Мы сели около гримировочной Айседоры в ожидании, пока она разгримируется и переоденется, и Есенин рассказал о своем солдатском прошлом. Тогда очень мало было известно о годе, проведенном Есениным в Царском Селе.

В 1916 году Есенина направили служить в «санитарный поезд императрицы Александры Федоровны», с этим поездом Есенин и побывал на фронте. Летом его положили в госпиталь – на операцию аппендицита, а затем, признав негодным к строевой службе, назначили писарем при «Федоровском государевом соборе» в Царском Селе. Тут и произошло его знакомство с штаб-офицером для поручений при дворцовом коменданте Д. Н. Ломаном. Ломан и организовал чтения перед членами царской фамилии.

Однажды, когда госпиталь в очередной раз должны были посетить дочери царя, Ломан потребовал, чтобы Есенин срочно написал оду в честь этого посещения. Под угрозой отправки в дисциплинарный батальон Есенин написал стихотворение. Но в нем больше говорилось не о посещении госпиталя царевнами, а о страданиях солдата, умирающего в госпитале от ран.

Это стихотворение «В багровом зареве закат шипуч и пенен», напечатано в 5-м томе собрания сочинений С. А. Есенина. (Подлинник, написанный славянской вязью на листе ватманской бумаги, хранится в архиве Екатерининского дворца в г. Пушкине.)

На стихотворении стоит дата: 22 июля 1916 года.


Как-то Есенин сказал Айседоре:

– Ты – имажинист!

Она поняла, но, подняв на него свои «синие брызги», недоумевающе спросила:

– Па-чи-му?

– Потому, что в твоем искусстве главное – образ!

– Was ist «обрасс»? – повернулась Айседора ко мне.

Я перевел.

Есенин засмеялся, потом попытался объяснить на безглагольном диалекте.

– Изадора, – сказал он, делая рукой резкий отрицательный жест, – нет образ Мариенгоф! Образ – Изадора! – вытянул он палец в ее сторону.

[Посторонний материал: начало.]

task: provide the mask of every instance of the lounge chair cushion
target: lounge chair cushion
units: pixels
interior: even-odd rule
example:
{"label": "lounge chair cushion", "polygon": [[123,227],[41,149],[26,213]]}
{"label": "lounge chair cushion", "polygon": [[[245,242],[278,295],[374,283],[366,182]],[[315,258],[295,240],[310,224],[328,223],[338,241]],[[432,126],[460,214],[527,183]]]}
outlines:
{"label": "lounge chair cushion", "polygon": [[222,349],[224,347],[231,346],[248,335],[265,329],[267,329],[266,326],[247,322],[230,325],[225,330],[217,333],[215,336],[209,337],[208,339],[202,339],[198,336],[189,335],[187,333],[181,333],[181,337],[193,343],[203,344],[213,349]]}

Она не поняла. Я тоже не мог достаточно ясно объяснить ей есенинскую мысль, да и многого не знал еще, хотя бы тех слов Есенина об имажинистах из его статьи «Быт и искусство»:

«…Собратья мои увлеклись зрительной фигуральностью словесной формы, им кажется, что слово и образ это уже все…» А тогда Есенин смотрел на Айседору смеющимися глазами.

– Мне-то хоть поясните, Сергей Александрович, – обратился я к Есенину, – а я Айседоре.

Он махнул рукой.

– Надоело до черта! В другой раз… Ну их! – И тут же, остановив на Дункан задумчивый взгляд, еще раз повторил: – Ты – имажинист. Но хороший. Понимаешь?

Она кивнула головой.

– Ты – Revolition![12] Понимаешь?

Этот разговор происходил незадолго до отъезда Есенина и Дункан за границу.

Глава 7

3 декабря 1921 года. – Есенин и Дункан в Петрограде. – Комната № 5 в гостинице «Англетер». – Чернильница. – Выступление перед моряками «Авроры»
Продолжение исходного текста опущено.